Now that the PVI for the Oracle VM management network exists, the compute node is rebooted one last time to reconfigure the Oracle VM Agent to communicate over the PVI. At this point, the node is ready for Oracle VM Manager discovery.
Oracle VM Server Pool
When the Node Manager detects a fully installed compute node that is ready to join the Oracle VM environment, it issues the necessary Oracle VM CLI commands to add the new node to the Oracle VM server pool. With the discovery of the first node, the system also configures the clustered Oracle VM server pool with the appropriate networking, access to the shared storage, and a virtual IP. For every compute node added to Oracle VM Manager the IPMI configuration is stored in order to enable convenient remote power-on/off.

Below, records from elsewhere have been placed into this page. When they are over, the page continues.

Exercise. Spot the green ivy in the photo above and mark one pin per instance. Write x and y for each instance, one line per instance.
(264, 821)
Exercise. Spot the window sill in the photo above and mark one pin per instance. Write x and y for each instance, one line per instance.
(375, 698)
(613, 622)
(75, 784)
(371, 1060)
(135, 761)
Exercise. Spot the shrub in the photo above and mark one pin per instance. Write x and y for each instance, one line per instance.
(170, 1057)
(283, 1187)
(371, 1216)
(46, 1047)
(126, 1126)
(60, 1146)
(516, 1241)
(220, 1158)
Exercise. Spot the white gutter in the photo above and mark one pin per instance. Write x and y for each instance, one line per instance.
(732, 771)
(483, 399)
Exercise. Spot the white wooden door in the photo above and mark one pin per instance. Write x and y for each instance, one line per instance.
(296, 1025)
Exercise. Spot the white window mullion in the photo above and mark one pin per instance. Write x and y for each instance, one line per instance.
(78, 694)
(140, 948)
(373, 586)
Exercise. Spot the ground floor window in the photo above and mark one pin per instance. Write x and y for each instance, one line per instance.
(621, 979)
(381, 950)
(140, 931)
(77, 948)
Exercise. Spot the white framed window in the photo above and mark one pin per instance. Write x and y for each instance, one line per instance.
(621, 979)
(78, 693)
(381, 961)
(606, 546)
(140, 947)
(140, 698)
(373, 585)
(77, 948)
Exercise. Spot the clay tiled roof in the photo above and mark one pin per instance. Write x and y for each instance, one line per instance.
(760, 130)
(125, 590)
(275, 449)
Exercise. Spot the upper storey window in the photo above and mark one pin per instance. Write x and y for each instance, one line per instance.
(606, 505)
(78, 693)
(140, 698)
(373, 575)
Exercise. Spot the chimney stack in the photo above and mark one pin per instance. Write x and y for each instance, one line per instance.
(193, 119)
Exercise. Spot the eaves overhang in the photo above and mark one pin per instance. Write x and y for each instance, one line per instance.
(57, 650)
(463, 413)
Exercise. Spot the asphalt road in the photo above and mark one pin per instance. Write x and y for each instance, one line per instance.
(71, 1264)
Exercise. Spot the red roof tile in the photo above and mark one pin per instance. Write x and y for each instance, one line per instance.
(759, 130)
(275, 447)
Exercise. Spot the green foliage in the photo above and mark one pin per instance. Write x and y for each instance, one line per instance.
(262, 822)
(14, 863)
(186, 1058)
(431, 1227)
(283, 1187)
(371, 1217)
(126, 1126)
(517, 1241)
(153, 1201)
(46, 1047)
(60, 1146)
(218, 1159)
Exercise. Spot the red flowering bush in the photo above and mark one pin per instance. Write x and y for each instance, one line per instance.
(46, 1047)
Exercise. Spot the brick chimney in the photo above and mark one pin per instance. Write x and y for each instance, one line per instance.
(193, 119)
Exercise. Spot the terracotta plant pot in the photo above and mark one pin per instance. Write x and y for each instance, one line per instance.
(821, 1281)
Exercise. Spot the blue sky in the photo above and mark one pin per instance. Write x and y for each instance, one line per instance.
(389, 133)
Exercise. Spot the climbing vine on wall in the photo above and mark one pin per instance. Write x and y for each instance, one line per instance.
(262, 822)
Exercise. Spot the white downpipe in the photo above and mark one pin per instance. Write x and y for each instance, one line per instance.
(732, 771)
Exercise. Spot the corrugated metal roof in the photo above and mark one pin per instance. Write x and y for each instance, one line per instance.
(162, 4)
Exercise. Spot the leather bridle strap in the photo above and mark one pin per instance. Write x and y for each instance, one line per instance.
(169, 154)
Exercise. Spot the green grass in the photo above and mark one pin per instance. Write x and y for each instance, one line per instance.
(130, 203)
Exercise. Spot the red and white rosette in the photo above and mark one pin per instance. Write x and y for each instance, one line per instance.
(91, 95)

Oracle PCA expects that all compute nodes in one rack belong to a single clustered server pool with High Availability (HA) and Distributed Resource Scheduling (DRS) enabled. When all compute nodes have joined the Oracle VM server pool, the appliance is in Ready state, meaning virtual machines (VMs) can be deployed.
Expansion Compute Nodes
When an expansion compute node is installed, its presence is detected based on the DHCP request from its ILOM. If the new server is identified as an Oracle PCA node, an entry is added in the node database with "new" state. This triggers the initialization and provisioning process. New compute nodes are integrated seamlessly to expand the capacity of the running system, without the need for manual reconfiguration by an administrator.
Synchronization Service
As part of the provisioning process, a number of configuration settings are applied, either globally or at individual component level. Some are visible to the administrator, and some are entirely internal to the system. Throughout the life cycle of the appliance, software updates, capacity extensions and configuration changes will occur at different points in time. For example, an expansion compute node may have different hardware, firmware and software compared to the servers already in use in the environment, and it comes with factory default settings that do not match those of the running system. A synchronization service, implemented on the management nodes, can set and maintain configurable parameters across heterogeneous sets of components within an Oracle PCA environment. It facilitates the integration of new system components in case of capacity expansion or servicing, and allows the administrator to streamline the process when manual intervention is required. The CLI provides an interface to the exposed functionality of the synchronization service.